84th AMS Annual Meeting

Wednesday, 14 January 2004
Hurricane Force Extratropical Cyclones as Observed by the QuikSCAT Scatterometer
Hall AB
Joan Ulrich Von Ahn, STG, Inc. and NOAA/NWS/NCEP, Camp Springs, MD; and J. M. Sienkiewicz, J. Copridge, J. Min, and T. Crutch
Poster PDF (129.9 kB)
Scatterometer derived winds from the QuikSCAT satellite have been used by NOAA/NWS Ocean Prediction Center forecasters in the warning and forecast process since the fall of 1999. The QuikSCAT retrievals are the first data set to consistently reveal winds 32 m/s or more within extratropical cyclones (hurricane force). Inferred winds of 47.5 m/s have been observed. This consistency has given forecasters confidence in identifying extreme extratropical cyclones.

This study examines the climatology of hurricane force extratropical cyclones over the North Pacific and North Atlantic Oceans. The periods of the study were October 2001 through April 2003. All of the extreme storms occurred in the months of October through April. Maximum frequency occurred in the North Pacific in November and December and in January for the North Atlantic. A minimum of occurrence was observed in the Pacific in the months of January.

Over the two years of this study, eighty-two cyclones were observed to reach hurricane force strength. Forty-five were observed in the Atlantic and thirty-seven in the Pacific. Geographic frequency plots reveal preferred tracks in both oceans. Maximum activity was observed over the western portions of each basin. The Pacific showed a minimum of activity between 175W and 165W degrees longitude. A minimum was observed near the European continent in the Atlantic. Storms maintained hurricane force intensity for an average of 18 to 20 hours.

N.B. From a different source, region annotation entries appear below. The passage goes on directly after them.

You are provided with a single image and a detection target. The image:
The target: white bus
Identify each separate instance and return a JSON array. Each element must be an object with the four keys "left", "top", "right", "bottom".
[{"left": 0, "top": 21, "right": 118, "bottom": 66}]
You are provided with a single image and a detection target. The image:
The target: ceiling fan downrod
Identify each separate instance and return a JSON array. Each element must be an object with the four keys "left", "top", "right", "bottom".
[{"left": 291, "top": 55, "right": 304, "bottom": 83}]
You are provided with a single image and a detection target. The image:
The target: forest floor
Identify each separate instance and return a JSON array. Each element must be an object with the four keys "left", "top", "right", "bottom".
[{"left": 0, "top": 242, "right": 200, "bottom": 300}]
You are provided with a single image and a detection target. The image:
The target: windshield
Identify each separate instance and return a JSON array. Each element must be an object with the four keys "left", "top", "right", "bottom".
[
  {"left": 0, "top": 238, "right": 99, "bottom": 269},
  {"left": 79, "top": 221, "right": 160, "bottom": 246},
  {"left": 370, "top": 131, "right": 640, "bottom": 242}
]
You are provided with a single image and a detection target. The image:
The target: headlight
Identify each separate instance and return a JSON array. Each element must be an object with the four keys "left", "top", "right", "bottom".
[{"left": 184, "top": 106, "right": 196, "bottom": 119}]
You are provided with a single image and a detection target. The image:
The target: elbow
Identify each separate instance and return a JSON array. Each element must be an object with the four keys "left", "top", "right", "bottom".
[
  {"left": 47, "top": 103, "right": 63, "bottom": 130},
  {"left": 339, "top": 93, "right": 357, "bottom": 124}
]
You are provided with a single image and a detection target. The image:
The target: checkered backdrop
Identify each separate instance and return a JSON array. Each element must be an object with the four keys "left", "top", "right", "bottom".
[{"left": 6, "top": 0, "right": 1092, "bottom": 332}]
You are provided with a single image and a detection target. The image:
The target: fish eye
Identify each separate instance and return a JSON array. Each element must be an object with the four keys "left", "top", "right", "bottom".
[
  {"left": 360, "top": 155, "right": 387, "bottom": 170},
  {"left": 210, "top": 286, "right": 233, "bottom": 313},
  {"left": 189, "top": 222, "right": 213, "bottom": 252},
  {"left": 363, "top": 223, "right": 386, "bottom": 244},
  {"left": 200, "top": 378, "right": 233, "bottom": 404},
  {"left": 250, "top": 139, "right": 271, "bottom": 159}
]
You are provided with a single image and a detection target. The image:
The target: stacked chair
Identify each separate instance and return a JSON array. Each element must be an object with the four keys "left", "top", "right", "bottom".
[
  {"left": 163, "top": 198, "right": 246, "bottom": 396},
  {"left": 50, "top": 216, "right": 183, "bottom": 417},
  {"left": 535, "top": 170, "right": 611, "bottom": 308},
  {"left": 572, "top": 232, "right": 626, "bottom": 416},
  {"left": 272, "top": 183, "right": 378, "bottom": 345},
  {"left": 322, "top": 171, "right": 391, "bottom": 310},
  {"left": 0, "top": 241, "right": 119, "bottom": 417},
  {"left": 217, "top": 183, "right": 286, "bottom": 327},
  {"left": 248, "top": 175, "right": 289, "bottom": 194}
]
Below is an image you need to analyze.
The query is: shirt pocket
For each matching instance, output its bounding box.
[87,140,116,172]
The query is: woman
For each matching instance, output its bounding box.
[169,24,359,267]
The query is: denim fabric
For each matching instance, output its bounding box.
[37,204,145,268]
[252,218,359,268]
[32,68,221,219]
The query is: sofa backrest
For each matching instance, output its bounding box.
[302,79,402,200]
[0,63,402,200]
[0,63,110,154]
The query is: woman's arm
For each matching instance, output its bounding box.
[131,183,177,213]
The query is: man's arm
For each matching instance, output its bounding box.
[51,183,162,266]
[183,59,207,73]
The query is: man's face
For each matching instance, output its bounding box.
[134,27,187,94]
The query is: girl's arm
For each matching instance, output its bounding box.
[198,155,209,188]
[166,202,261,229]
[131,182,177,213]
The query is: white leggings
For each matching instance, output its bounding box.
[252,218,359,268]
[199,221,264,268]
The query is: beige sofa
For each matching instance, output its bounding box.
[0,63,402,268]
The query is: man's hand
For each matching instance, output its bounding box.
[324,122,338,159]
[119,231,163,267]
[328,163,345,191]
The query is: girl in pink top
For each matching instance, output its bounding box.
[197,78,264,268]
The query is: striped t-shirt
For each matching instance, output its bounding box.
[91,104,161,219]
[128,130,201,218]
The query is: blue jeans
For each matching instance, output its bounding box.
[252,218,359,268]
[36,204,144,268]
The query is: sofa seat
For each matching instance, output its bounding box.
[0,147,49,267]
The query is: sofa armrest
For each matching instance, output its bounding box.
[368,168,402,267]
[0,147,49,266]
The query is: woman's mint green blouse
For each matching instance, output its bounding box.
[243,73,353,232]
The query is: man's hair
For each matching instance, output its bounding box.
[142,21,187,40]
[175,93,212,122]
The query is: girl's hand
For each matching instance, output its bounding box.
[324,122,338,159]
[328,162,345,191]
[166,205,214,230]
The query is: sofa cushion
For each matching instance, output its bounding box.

The hurricane force winds were plotted in relation to each cyclone center. A composite of these plots was constructed. Hurricane force winds were most frequently observed in the south and southwest quadrants of the low center. The Atlantic storms showed a separate maximum to the north and northwest of the center. Many of these were orographically induced high winds along the Greenland Coast.